The primate of Scotland, Keith Cardinal O’Brien, today in the newspaper Scotland on Sunday, decried the attempts by the United States Senate to investigate the freeing of the Lockerbie bomber, Abdelbaset Ali al-Megrahi, a Libyan intelligence officer, who was convicted of the bombing on January 31, 2001, and sentenced to life imprisonment. On August 20, 2009 al-Megrahi was released by the Scottish government to Libya, ostensibly on the compassionate grounds that he was dying of prostate cancer.
The text of the Cardinal’s article may be read here.
His argument basically consists of allegations that America has a “Culture of Vengeance” since we have the death penalty, while the Scottish justice system embraces compassion as demonstrated by the freeing of the Lockerbie bomber.
There is no polite way to put this. The Cardinal’s article is rubbish from beginning to end.
1. There is very good evidence that compassion actually played no role in the freeing of the Lockerbie bomber, but rather that the Brits were concerned about the fate of a then upcoming oil contract between British Petroleum and the Libyan government. Read all about it here.
2. The Lockerbie bomber is alive and well, as opposed to his victims who remain dead. Last year Professor Karol Sikora, Dean of Medicine at Buckingham University, said the bomber had three months to live prior to his release. Now the bomber could survive another ten years or more according to Sikora. Read Sikora’s updated prognosis on the bomber here. Of course Professor Sikora was compensated for his opinion by the Libyan government. Three months was crucial since under Scottish law that represented the greatest life expectancy if a compassionate release was to be granted. Go here to read the details. Cardinal O’Brien can you say “scam” and “sucker”?

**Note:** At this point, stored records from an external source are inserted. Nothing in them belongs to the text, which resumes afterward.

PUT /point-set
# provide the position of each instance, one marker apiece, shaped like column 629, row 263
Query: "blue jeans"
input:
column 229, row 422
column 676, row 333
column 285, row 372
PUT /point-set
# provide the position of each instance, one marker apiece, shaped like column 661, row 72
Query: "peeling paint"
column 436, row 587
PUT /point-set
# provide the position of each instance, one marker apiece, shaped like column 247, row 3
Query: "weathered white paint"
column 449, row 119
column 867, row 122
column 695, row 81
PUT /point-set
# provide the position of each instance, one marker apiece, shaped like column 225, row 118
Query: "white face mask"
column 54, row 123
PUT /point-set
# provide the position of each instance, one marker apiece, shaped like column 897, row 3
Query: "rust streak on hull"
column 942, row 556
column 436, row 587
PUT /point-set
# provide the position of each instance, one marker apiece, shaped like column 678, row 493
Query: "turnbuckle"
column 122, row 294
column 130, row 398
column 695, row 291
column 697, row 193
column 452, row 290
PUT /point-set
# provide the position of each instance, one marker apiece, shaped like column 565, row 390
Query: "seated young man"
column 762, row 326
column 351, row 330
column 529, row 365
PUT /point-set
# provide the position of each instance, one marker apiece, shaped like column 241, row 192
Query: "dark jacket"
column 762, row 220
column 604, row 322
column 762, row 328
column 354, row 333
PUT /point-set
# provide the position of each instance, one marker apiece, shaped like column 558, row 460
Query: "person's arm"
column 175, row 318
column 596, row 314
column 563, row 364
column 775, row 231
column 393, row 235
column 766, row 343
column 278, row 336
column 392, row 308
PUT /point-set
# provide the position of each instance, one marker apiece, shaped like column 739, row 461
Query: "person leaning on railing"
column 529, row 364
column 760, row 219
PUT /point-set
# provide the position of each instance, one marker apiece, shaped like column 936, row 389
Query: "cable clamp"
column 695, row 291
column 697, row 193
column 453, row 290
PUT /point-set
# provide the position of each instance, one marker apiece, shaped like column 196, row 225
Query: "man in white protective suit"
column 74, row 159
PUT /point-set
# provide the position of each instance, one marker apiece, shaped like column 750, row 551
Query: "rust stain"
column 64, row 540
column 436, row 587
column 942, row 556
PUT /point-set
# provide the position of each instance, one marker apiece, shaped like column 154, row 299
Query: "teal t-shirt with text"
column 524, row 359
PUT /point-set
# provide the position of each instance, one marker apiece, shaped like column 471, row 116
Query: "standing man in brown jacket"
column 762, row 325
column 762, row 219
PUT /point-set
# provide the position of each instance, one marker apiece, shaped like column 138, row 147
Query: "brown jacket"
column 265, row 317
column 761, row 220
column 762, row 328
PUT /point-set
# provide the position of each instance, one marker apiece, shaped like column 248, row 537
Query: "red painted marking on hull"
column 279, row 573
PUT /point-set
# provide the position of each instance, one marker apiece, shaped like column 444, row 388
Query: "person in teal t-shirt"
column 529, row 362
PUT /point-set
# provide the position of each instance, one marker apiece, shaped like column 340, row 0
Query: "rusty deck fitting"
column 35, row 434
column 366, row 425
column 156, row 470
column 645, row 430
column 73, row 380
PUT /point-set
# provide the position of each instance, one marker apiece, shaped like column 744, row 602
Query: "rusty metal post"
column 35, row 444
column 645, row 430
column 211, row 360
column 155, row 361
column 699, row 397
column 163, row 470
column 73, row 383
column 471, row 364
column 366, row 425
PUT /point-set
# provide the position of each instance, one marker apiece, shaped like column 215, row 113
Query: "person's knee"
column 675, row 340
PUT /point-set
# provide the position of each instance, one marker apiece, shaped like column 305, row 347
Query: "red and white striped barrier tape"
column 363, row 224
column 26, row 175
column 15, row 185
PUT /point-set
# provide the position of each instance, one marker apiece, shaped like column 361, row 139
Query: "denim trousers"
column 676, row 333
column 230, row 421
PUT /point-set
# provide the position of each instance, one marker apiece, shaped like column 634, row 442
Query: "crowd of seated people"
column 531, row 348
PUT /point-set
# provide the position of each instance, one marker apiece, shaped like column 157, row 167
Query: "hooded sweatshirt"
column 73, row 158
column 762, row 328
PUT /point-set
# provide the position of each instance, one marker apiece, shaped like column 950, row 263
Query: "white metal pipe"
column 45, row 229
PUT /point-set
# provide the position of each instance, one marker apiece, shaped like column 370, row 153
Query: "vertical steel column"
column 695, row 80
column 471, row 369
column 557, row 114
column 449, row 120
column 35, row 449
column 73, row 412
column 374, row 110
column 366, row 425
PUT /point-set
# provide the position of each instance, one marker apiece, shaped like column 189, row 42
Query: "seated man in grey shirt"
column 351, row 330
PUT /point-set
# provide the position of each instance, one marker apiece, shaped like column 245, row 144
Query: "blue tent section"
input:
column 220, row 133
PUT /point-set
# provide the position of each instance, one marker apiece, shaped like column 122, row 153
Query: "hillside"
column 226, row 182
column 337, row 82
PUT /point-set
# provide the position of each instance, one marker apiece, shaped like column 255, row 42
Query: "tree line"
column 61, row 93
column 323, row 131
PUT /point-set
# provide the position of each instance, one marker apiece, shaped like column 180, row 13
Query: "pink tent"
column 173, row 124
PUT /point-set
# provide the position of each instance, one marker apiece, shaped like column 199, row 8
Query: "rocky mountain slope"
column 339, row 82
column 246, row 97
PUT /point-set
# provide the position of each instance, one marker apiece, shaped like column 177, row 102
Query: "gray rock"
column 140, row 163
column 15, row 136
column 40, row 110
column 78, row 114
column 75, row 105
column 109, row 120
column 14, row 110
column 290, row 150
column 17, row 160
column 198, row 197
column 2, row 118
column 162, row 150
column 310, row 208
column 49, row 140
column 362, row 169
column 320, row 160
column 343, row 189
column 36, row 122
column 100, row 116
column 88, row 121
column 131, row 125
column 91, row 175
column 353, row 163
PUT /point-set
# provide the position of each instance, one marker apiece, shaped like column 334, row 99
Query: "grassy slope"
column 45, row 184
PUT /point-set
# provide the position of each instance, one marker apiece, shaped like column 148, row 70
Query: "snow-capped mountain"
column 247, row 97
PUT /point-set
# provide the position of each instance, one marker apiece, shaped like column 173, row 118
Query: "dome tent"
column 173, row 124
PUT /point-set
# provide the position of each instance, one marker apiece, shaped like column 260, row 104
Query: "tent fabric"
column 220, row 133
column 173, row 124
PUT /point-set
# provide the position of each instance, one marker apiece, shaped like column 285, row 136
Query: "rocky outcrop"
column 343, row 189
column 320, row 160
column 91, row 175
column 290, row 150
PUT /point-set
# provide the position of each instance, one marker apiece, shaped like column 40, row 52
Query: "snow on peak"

3. Travesties like the release of the Lockerbie bomber are of course the best argument for the death penalty. The man murders 270 men, women and children. He is sentenced to life imprisonment. He serves less than nine years, is released under suspicious circumstances and is now enjoying life in Libya. That the Cardinal fails to see that none of this has anything to do with either justice or compassion is bleakly funny in a very dark sort of way. That he condemns the US while praising the Scottish government in this matter is worthy of a Monty Python skit.